Fed. R. App. P. 4(a)(4)(B)(i). Among others, Rule 4(a)(4)(A) includes motions brought under Rule 59(e) or Rule 60(b). The scenario contemplated by Rule 4(a)(4)(B)(i) occurred here; the petitioner filed a motion for reconsideration (which remains pending) then filed a notice of appeal. Under Fed. R. App. P. 4(a)(4)(B)(i), this court retains jurisdiction to decide the motion for reconsideration because the petitioner's notice of appeal will not take effect until the court decides that motion.

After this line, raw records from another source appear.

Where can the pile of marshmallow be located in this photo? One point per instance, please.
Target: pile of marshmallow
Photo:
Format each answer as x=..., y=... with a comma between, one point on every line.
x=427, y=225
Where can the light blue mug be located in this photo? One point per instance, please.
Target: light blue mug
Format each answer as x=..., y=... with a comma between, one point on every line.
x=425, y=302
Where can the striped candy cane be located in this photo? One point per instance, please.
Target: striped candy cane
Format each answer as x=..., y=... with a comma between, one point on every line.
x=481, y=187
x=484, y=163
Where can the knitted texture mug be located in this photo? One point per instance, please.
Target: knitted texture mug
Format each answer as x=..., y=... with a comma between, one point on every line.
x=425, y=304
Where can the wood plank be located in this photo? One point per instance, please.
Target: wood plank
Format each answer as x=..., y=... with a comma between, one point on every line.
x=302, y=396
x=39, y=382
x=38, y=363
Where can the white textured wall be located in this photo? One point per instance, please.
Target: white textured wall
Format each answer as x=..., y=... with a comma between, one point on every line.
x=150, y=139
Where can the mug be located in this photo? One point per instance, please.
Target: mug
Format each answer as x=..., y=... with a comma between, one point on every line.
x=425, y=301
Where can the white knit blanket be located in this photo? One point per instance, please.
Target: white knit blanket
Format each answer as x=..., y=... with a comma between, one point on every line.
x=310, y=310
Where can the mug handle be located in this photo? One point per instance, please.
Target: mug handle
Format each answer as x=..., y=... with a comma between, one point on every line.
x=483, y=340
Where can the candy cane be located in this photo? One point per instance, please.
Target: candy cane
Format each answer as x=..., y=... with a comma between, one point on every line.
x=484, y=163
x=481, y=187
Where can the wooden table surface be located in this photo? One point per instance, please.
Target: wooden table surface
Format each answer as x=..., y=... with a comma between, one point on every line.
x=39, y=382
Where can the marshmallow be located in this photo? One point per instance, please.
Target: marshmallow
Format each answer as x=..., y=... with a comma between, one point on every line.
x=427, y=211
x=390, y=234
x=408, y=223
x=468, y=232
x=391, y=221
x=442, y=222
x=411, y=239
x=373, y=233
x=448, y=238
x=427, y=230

2. Standards for Motion for Reconsideration

"[T]he Federal Rules of Civil Procedure do not expressly recognize a 'motion to reconsider.'" United States v. Roth, No. 10 Misc. 001, 2010 WL 1541343, at *2 (E.D. Wis. April 19, 2010). Courts in the Seventh Circuit, however, generally apply the standards of Rule 59(e) or Rule 60(b) to such motions. Washington Frontier League Baseball, LLC v. Zimmerman, No. 14-cv-1862-TWP-DML, 2016 WL 4798988, at *1 (S.D. Ind. Sept. 14, 2016). Rule 59(e) allows a court to alter or amend a judgment if the party files the motion "no later than 28 days after the entry of the judgment." Rule 60(b) is available where a movant files within a "reasonable about of time" after final order and judgment. Here, the petitioner filed the motion to reconsider eight days afterthe court entered final judgment; both Rule 59(e) and Rule 60(b) are available avenues of relief for the petitioner.

"Altering or amending a judgment under Rule 59(e) is permissible when there is newly discovered evidence or there has been a manifest error of law or of fact." Harrington v. City of Chi., 433 F.3d 542, 546 (7th Cir. 2006) (citing Bordelon v. Chi. Sch. Reform Bd. of Trs., 233 F.3d 524, 529 (7th Cir. 2000)). Rule 60(b) allows a party to seek relief from an "order" for any of six enumerated reasons, including mistake, inadvertence, newly discovered evidence, fraud, or any other reason that justifies relief. Fed. R. Civ. P. 60(b).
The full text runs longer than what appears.